Scouts to tackle fake news as part of UK badge relaunch

Being able to spot difference between facts and opinions is among skills required
  
  

Scouts at a digital camp in Waltham Abbey, Essex, late last year.
Scouts at a digital camp in Waltham Abbey, Essex, late last year. Photograph: Nic Serpell-Rand/Rex/Shutterstock

Scouts wanting to fill up their sweater with badges need to work on a new skill: spotting fake news.

Alongside more traditional awards for angling, cycling and orienteering, the ability to root out online lies is now to be included in a relaunched digital citizen badge, after Covid-19 unleashed a torrent of fakery.

The media regulator Ofcom has found that half of adults have been exposed to fake news in the pandemic and now the UK’s 638,000 scouts are to be given the chance to learn how to spot fake news, manage cyberbullying and protect their privacy online.

Scouts, 28% of whom are female, will be asked to debate topics about which there is considerable misinformation online, show that they can spot the difference between facts and opinions and consider how easy or hard it is to know if evidence is reliable or not.

Last year, Ofcom found that more than half of 12- to 15-year-olds said they felt it was difficult to work out whether news on social media was accurate, and many believe Covid has made things worse, as false information has circulated about death tolls and treatments for the virus.

“There’s a lot of fake news going round about coronavirus, people giving false statistics about deaths, and that’s scary when people are coming back into school,” said Charlie, 15, a scout from Birmingham. “I have an autistic friend and I see stuff that’s not true on social media and I worry for her that she will be upset by it.
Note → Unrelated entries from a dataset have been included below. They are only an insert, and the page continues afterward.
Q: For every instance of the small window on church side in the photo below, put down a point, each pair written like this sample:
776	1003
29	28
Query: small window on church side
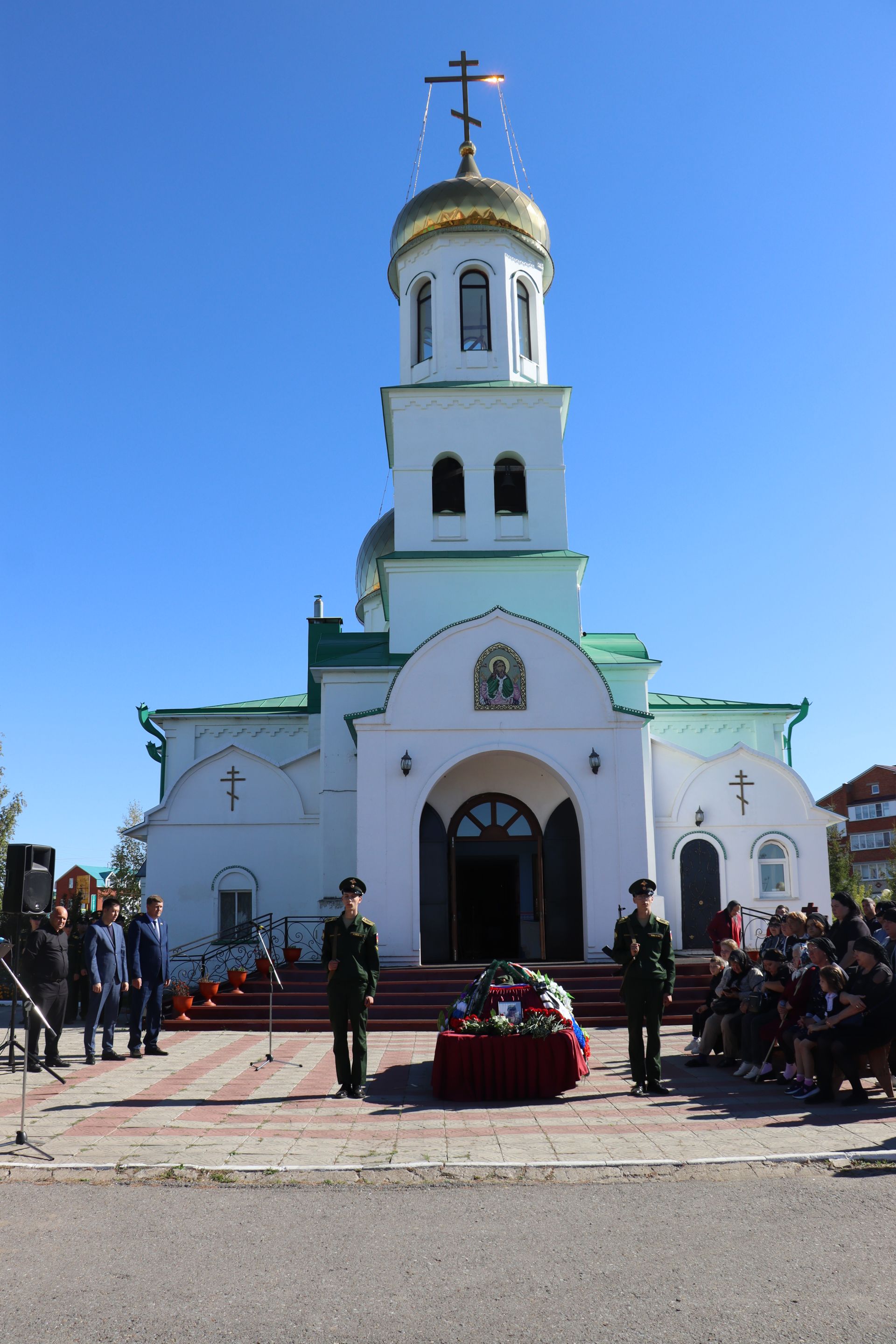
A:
510	486
773	870
234	910
475	311
523	319
448	487
425	323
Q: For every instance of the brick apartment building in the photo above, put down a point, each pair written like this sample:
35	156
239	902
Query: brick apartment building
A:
869	805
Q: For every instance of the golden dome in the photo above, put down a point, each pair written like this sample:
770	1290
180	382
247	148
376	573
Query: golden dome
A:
470	201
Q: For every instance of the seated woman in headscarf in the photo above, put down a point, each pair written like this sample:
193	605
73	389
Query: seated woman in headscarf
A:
866	1022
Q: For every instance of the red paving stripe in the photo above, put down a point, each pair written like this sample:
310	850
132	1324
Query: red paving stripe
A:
161	1091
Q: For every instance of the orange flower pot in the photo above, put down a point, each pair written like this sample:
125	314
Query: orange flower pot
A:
182	1003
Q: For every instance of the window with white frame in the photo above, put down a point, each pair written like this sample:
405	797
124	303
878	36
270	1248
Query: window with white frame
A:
871	871
871	840
868	811
773	870
234	910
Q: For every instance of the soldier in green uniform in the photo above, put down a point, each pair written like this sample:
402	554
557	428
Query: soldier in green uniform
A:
352	961
643	946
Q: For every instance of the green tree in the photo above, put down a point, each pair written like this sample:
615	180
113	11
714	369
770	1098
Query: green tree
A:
11	808
126	861
840	866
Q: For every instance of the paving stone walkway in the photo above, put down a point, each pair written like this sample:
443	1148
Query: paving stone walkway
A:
206	1105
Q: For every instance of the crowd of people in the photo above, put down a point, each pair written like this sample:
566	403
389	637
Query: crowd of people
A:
809	1011
86	972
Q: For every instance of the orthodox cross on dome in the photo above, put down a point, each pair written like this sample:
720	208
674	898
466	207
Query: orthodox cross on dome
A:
741	778
464	80
231	778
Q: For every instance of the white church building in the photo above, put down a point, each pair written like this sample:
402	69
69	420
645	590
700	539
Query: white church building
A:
495	775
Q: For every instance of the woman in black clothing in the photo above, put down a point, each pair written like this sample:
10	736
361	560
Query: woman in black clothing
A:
848	926
840	1042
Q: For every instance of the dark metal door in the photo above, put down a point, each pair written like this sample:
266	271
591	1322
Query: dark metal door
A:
700	891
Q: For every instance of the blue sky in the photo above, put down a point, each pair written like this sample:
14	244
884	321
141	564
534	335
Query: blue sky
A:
196	324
I have told her to come to us first and we can help.

“The amount of fake news out there is quite impressive,” said Sam, 14, from Doncaster. “Young people can be easily deceived and we need the skills to know whether it is real or not. I have seen what it can do to people and how it knocks their confidence.”

The badge has been relaunched by the chief scout and TV explorer, Bear Grylls, who said it needed to be “fit for purpose in a rapidly changing digital world”.

“I am known for being able to survive in the wild,” he said, “but it’s just as important that young people today have their wits about them when online.”

The badge will also require Scouts to investigate how people from different backgrounds interact online and to consider if the people they interact with with most are similar to them or different in terms of gender, ethnicity and interests and what impact that might that have on the views and opinions they see and believe.